Ответом является все та же эталонная выборка. Мы считаем ее наиболее корректной, потому что примеры из этой выборки проверяются и размечаются экспертами вручную, и с каждым обновлением проверяется в первую очередь то, что мы все еще гарантируем 100% точности на этой выборке.Тестирование in the wild подтверждает, что точность улучшается.
Достигается это за счет очистки обучающей выборки от противоречащих эталонных данных. Под противоречащими данными мы понимаем примеры, накопленные из потока, которые достаточно близки по векторному расстоянию к трассам из эталонной выборки, но при этом имеют противоположную метку.
Наши эксперименты показали, что такие примеры являются выбросами даже с точки зрения данных из потока, так как после удаления их из обучающей выборки с целью повышения точности на эталонной выборке, возрастала и точность на потоке.

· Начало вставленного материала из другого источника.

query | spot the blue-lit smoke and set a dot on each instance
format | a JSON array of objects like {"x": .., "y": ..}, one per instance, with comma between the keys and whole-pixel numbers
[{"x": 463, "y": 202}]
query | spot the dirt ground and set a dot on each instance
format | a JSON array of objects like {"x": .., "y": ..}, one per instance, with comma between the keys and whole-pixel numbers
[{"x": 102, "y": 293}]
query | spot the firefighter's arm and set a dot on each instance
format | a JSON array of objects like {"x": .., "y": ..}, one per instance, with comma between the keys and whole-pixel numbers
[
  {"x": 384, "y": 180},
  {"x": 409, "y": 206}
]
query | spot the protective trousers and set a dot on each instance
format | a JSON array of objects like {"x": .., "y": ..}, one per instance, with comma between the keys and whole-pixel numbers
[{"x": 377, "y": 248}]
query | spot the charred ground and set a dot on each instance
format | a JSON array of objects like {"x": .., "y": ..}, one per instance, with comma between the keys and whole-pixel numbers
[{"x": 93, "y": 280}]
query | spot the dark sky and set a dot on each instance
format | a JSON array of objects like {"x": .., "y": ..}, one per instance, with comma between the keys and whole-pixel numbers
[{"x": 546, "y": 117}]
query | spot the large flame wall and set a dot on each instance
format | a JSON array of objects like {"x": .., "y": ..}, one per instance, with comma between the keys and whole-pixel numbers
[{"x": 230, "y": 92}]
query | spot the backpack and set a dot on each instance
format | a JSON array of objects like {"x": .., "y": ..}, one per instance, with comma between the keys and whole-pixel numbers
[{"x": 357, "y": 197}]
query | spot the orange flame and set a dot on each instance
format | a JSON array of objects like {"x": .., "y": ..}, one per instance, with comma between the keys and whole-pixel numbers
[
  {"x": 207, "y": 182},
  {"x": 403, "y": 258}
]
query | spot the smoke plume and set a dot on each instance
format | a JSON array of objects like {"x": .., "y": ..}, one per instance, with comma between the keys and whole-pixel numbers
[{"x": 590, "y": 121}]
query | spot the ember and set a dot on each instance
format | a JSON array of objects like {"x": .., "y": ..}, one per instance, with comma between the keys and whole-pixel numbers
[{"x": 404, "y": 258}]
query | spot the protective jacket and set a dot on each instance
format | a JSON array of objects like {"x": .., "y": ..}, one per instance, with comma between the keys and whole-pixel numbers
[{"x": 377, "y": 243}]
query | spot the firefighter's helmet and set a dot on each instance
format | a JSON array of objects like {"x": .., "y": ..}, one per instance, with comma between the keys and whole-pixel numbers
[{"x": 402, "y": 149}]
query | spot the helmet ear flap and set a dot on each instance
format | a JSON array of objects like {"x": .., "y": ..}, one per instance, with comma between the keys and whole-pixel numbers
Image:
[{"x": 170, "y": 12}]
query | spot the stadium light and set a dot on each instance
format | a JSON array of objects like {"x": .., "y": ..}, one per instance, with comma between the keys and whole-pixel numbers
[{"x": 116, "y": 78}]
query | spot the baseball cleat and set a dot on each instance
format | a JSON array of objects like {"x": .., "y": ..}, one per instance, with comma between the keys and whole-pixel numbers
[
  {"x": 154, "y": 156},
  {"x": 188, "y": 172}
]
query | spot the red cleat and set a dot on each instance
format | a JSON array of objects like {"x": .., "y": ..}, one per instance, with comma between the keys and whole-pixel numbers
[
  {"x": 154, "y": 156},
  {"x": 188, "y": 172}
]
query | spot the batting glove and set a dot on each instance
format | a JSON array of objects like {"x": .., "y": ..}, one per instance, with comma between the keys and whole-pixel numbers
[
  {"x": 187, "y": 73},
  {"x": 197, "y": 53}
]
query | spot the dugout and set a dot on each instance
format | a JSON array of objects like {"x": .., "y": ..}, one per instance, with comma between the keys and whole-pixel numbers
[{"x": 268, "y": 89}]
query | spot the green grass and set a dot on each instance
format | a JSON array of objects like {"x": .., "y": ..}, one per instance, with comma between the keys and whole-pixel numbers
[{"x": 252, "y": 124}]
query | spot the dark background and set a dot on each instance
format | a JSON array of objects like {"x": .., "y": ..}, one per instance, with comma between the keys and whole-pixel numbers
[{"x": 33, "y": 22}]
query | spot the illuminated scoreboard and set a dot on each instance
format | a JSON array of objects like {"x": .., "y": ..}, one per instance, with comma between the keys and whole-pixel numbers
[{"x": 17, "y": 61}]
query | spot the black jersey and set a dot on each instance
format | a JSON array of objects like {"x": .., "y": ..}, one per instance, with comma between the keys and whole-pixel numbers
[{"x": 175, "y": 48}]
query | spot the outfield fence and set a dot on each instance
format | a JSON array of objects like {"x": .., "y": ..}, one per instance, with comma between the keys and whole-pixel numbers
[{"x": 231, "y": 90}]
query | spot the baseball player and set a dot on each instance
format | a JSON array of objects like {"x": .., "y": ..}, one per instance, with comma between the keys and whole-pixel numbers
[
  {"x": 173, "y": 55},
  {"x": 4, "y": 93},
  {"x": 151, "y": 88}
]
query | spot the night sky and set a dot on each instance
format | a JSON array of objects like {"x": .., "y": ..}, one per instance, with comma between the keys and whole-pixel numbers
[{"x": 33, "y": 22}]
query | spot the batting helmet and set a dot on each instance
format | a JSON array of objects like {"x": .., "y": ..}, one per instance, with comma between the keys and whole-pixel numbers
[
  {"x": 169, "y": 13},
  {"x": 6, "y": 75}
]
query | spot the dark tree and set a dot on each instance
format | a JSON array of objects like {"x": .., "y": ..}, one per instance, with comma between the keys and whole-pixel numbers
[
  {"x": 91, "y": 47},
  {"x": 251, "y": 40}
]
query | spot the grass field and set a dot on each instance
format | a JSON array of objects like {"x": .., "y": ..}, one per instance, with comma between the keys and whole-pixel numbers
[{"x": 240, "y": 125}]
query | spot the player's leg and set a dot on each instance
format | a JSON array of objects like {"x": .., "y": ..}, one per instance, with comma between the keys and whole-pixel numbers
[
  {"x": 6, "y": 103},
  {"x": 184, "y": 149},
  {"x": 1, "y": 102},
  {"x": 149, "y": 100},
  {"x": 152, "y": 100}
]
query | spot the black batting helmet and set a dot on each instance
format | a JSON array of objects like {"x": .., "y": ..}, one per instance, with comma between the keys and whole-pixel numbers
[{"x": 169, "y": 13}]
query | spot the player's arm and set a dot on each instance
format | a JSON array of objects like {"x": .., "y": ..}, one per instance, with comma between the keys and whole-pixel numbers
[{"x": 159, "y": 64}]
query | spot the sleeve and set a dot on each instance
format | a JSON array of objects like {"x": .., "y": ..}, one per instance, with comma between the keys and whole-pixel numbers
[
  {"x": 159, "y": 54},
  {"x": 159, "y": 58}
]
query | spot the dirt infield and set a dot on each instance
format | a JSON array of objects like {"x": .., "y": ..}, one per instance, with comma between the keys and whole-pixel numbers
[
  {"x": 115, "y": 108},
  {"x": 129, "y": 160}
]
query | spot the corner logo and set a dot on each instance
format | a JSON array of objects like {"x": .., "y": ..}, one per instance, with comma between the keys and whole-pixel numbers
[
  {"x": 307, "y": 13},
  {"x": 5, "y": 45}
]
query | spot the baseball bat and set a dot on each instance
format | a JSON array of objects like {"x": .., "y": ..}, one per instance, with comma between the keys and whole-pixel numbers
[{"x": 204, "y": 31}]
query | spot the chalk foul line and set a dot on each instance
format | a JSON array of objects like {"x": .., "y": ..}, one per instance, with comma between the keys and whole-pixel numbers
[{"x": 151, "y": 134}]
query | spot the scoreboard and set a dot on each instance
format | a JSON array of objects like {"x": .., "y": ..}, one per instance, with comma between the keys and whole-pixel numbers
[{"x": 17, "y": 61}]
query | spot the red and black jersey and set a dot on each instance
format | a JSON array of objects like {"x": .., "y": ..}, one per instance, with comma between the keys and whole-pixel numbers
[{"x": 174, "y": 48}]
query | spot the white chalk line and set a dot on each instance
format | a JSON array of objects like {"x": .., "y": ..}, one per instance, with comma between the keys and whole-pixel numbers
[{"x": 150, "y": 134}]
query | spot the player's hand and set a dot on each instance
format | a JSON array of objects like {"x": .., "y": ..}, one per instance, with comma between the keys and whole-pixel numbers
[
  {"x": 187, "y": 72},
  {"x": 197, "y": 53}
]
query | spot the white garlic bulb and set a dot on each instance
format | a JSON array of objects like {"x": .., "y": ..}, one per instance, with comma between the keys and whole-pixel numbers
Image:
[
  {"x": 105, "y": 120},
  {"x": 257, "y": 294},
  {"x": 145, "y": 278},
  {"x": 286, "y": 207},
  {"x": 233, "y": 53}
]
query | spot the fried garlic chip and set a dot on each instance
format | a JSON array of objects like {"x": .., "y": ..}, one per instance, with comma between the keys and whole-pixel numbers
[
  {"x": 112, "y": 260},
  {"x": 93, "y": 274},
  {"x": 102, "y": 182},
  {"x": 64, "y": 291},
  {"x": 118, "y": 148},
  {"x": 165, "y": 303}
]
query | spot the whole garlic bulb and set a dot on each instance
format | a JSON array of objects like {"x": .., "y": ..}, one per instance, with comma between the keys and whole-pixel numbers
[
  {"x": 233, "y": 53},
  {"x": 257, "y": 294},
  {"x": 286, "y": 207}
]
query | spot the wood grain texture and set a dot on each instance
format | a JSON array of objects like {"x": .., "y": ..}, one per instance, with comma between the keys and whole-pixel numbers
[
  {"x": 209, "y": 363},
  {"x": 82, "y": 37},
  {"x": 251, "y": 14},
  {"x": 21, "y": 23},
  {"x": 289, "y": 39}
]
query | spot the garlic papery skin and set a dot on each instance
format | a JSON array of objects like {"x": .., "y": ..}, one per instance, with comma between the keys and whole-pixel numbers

Взаимодополнение ML-подхода и поведенческих детектов в виде корреляций
ML-модель очень хорошо проявила себя в сочетании с поведенческими детектами в виде корреляций. Важно заметить, что именно в сочетании, так как обобщающая способность модели хороша в случаях, когда необходимо расширить решение обнаружением схожих и близких инцидентов, но не в случаях, когда нужен детект в рамках четкого понимания правил и критериев того, что является вредоносным ПО.
Примерами, где ML-подход смог действительно расширить решение, стали:
Аномальные цепочки подпроцессов. Само по себе большое число ветвистых цепочек — явление легитимное. Но аномальность в количестве узлов, степени вложенности, повторяемости или не повторяемости каких-то конкретных имен процессов модель замечает, а человек заранее такое не нафантазирует найти вредоносным.
Нестандартные значения параметров вызовов по умолчанию. В большинстве случаев аналитика интересуют значимые параметры функций, в которых ищут зловред. Остальные параметры, грубо говоря, — значения по умолчанию, они не особо интересуют. Но в какой-то момент так получается, что вместо, допустим, пяти значений по умолчанию встречается шестое. Аналитик мог не предположить, что такое возможно, а модель заметила.
Нетипичные последовательности вызовов функций. Тот случай, когда каждая функция по отдельности не делает ничего вредоносного. Да и в совокупности — тоже. Но так вышло, что их последовательность не встречается в легитимном ПО. Аналитику потребуется гигантский опыт, чтобы самостоятельно заметить такую закономерность. А модель замечает (и не одну), решая нестандартно задачу классификации по признаку, который вообще-то не закладывался как показатель вредоносности.
Примеры, где важен именно сигнатурный поведенческий анализ:
Использование конкретного компонента одним вызовом для вредоносного действия. Система использует сотни объектов в разной вариативности, в разной степени. Уловить использование одного на фоне миллиона других едва ли удастся — гранулярность аномалии все же низковата.
Проактивный детект по модели угроз. Решили, что некое действие на некий объект в системе хотя бы один раз, недопустимо. Модель может с первого раза не понять, что это значимое явление, и будет шанс ошибки или неуверенного решения на этапе классификации чего-то похожего.
Обфускация последовательности действий. Например, может быть известно, что нужно сделать 3-4 действия в определенном порядке. Неважно, что будет между ними. Если накидать мусорные действия между 3-4 ключевыми — это собьет модель, решение будет принято неверно. При этом размерность числа признаков не позволяет учитывать такие запутывания хранением всех комбинаций последовательностей вызовов, а не только общего количества.